I purchased Studly from a cattle rancher near Dunning, Nebraska about 10 years ago. He was a 7 year old gelding that had been used as a “stud” horse early in life, and then moonlighted as a general ranch horse. I always purchase horses from cattlemen that I know because that helps to ensure that I will gain a good equine partner out of the exchange.
We normally have more than one horse at the feed yard, but Studly has always been my favorite. I have never known a more solid or dependable horse. I remember a few years ago when I dropped the chain to a pen gate onto the electric hot wire while Doing Gates. Studly and I both got a pretty big electric jolt, but he still took care of me.
Early Saturday morning my cowboy greeted me with a solemn face and the simple message, “Studly is dead”. I was so shocked that it took several moments for it to sink in. Just the day before he was out grazing in our pasture and driving our other horse around playing his favorite game of herd boss. It was difficult to believe that my strong and healthy horse was gone.
I exercised calves that morning with tears running down my face. My horse was lying along the pasture fence line not far from our main alleyway never to get up again—As I walked the cattle past him my composure broke and the facade of the strong boss lady disappeared.

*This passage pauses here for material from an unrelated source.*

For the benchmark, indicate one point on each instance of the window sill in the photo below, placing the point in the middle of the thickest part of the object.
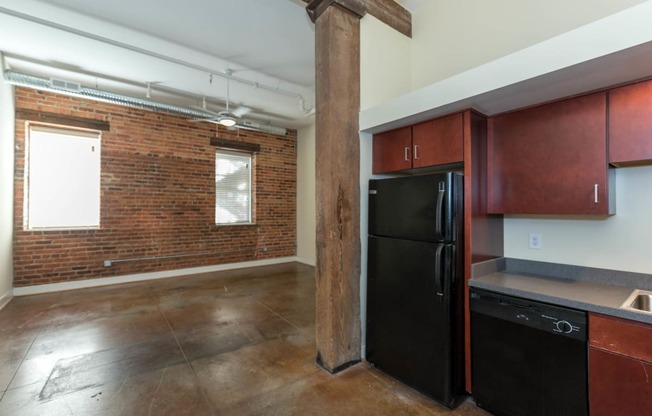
(59, 229)
(239, 224)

I loved that horse. His loyalty was unwaivering and, like all good things, he will never be able to be replaced.
I console myself with the knowledge that he had a good life, and that he is now in heaven where the green grass is belly-deep and there are no annoying flies to ruin the pleasure of a beautiful day. I try to remember that, deep down, Studly was just a tad bit lazy and he is likely happier now than he ever was working with me at the feed yard…
Today, I take my hat off to a great horse–a good partner–and a beautiful creature. Thank you, Studly, for all of those good rides.